Class 6: Data Manipulation II

Open In Colab

Discretization of Data

Discretization refers to the process of converting continuous variables into discrete ones. This can be particularly useful when we want to categorize continuous data into specific bins or intervals. In data analysis, sometimes, it’s more meaningful to work with categories or intervals rather than raw continuous values.

Continuous vs. Discrete Variables

  • Continuous Variable: A variable that can take any value within a given range. Examples include height, weight, and temperature.
  • Discrete Variable: A variable that can take specific values, often in the form of integers. Examples include the number of cars in a household or the number of students in a class.

The pandas library in Python provides a function called pd.cut() that helps in discretizing continuous variables. Let’s delve deeper into its parameters and see how it works.

Parameters of pd.cut()

  • x: The input array to be binned. Must be 1-dimensional.
  • bins: Defines the bin edges for the discretization. It can be an integer, sequence of scalars, or an IntervalIndex.
  • right: Indicates whether the bins include the rightmost edge or not. Default is True.
  • labels: Specifies the labels for the returned bins. Must be the same length as the resulting bins.
  • retbins: Whether to return the bin edges (True or False).
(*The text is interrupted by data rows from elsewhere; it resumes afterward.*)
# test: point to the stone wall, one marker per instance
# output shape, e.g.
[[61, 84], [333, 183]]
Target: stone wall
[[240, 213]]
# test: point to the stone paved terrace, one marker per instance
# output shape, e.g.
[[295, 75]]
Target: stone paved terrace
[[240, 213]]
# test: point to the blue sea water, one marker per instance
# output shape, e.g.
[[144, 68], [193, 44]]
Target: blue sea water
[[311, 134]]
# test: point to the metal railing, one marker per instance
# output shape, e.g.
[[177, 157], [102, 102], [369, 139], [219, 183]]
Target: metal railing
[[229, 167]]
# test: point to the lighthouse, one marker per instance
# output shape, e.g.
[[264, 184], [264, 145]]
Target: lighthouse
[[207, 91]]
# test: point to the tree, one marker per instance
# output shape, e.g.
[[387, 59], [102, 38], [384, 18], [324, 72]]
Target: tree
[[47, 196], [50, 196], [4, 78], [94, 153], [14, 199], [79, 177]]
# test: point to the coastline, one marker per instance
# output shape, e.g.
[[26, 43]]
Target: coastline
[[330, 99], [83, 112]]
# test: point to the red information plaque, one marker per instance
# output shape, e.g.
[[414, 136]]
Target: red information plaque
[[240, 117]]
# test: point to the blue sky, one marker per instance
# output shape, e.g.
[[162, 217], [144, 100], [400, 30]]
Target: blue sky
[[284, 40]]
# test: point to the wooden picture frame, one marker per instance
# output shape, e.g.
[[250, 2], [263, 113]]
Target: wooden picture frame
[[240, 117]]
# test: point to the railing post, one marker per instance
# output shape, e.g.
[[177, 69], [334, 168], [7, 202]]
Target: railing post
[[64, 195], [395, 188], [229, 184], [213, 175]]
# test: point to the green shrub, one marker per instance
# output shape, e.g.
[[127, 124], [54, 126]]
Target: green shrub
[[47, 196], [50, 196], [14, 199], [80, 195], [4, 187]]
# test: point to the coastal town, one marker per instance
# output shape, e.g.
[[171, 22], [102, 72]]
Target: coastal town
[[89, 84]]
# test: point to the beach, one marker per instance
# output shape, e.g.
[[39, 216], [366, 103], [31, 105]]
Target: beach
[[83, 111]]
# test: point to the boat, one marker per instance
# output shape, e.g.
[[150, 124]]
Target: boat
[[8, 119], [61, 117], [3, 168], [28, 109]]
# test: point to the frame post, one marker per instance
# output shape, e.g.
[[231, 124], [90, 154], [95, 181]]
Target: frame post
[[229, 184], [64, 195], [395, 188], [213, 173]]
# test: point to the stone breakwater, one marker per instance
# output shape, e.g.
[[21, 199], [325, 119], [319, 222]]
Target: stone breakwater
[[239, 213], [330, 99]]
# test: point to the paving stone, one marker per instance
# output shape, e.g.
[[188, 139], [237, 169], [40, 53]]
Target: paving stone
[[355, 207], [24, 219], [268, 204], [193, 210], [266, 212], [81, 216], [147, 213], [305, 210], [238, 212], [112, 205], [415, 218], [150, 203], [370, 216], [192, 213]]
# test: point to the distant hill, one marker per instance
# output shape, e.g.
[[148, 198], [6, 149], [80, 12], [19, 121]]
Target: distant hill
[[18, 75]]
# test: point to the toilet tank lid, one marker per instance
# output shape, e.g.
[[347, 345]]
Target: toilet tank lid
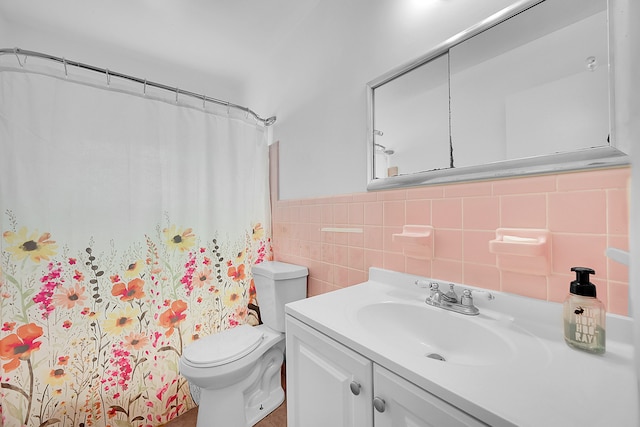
[[279, 270]]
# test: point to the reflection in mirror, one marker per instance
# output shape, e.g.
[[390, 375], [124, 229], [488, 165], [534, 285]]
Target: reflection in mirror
[[527, 91], [536, 84], [419, 97]]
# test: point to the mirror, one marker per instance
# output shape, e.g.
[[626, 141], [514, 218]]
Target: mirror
[[420, 97], [526, 92]]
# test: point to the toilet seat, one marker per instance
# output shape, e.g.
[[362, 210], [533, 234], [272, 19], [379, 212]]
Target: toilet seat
[[224, 347]]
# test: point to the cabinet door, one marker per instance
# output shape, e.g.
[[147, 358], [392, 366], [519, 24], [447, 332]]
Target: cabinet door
[[321, 374], [406, 405]]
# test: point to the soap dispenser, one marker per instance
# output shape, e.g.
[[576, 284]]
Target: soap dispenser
[[584, 315]]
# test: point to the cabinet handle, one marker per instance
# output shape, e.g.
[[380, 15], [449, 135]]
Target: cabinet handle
[[355, 388], [379, 404]]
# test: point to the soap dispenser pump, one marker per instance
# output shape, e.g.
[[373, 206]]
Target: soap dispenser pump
[[584, 315]]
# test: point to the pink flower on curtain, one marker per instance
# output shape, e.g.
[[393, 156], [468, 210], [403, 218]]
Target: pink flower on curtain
[[50, 282], [187, 278], [19, 346], [69, 297], [130, 291], [236, 274], [171, 318]]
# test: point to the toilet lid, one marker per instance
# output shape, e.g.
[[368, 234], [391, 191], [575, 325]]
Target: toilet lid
[[224, 347]]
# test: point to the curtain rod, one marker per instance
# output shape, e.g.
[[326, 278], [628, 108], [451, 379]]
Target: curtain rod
[[16, 51]]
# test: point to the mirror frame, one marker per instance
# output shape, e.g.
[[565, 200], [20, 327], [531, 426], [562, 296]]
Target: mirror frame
[[592, 158]]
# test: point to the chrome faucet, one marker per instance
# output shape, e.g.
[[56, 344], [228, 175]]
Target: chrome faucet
[[450, 301]]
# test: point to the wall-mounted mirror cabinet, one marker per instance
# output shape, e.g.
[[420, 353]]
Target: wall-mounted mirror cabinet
[[527, 91]]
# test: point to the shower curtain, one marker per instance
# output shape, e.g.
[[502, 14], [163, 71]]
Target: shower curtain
[[129, 228]]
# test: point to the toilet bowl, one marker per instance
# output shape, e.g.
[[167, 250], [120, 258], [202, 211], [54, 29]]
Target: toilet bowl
[[237, 371]]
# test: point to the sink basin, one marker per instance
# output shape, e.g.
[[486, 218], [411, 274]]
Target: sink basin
[[436, 334]]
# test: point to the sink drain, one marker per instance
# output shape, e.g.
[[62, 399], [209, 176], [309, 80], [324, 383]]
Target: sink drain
[[436, 356]]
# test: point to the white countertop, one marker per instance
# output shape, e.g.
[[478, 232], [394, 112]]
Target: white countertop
[[553, 385]]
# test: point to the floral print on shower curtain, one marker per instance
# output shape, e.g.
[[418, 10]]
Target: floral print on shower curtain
[[94, 338], [111, 264]]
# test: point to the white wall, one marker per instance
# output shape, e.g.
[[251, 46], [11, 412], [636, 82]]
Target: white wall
[[315, 82], [104, 51]]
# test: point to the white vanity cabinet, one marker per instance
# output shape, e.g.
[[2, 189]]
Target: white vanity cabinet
[[399, 403], [328, 384]]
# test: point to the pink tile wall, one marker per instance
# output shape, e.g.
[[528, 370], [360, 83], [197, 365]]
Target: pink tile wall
[[586, 212]]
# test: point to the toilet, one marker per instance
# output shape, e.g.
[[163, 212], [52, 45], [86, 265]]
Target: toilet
[[234, 375]]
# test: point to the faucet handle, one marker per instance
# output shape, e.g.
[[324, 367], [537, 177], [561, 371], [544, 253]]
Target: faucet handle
[[467, 296], [422, 283], [451, 293]]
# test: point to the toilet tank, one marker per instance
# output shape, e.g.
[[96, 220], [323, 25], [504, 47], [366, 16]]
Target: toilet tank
[[278, 283]]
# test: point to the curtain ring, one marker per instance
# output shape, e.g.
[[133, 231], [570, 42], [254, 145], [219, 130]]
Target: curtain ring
[[15, 51]]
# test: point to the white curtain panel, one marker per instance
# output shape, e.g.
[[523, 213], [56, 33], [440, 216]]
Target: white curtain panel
[[129, 227]]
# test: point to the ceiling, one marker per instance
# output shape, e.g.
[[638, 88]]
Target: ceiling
[[224, 37]]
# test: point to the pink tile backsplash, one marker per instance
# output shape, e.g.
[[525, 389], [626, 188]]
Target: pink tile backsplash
[[586, 212]]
Default is False.
  • precision: The precision at which to store and display the bins labels.
  • include_lowest: Whether the first interval should be left-inclusive or not. Default is False.

Now, let’s see some examples of how to use pd.cut().

import pandas as pd

# Example 1: Basic usage of pd.cut()
data = [1, 2, 3, 4, 5, 6, 7, 8, 9, 10]
bins = [0, 2, 4, 6, 8, 10]
categories = pd.cut(data, bins)
categories
[(0, 2], (0, 2], (2, 4], (2, 4], (4, 6], (4, 6], (6, 8], (6, 8], (8, 10], (8, 10]]
Categories (5, interval[int64, right]): [(0, 2] < (2, 4] < (4, 6] < (6, 8] < (8, 10]]
# Example 2: Using labels parameter
bin_labels = ['low', 'medium', 'high', 'very high', 'extreme']
categories_with_labels = pd.cut(data, bins, labels=bin_labels)
categories_with_labels
['low', 'low', 'medium', 'medium', 'high', 'high', 'very high', 'very high', 'extreme', 'extreme']
Categories (5, object): ['low' < 'medium' < 'high' < 'very high' < 'extreme']
# Example 3: Using right parameter to exclude the rightmost edge
categories_excluding_right = pd.cut(data, bins, right=False)
categories_excluding_right
[[0.0, 2.0), [2.0, 4.0), [2.0, 4.0), [4.0, 6.0), [4.0, 6.0), [6.0, 8.0), [6.0, 8.0), [8.0, 10.0), [8.0, 10.0), NaN]
Categories (5, interval[int64, left]): [[0, 2) < [2, 4) < [4, 6) < [6, 8) < [8, 10)]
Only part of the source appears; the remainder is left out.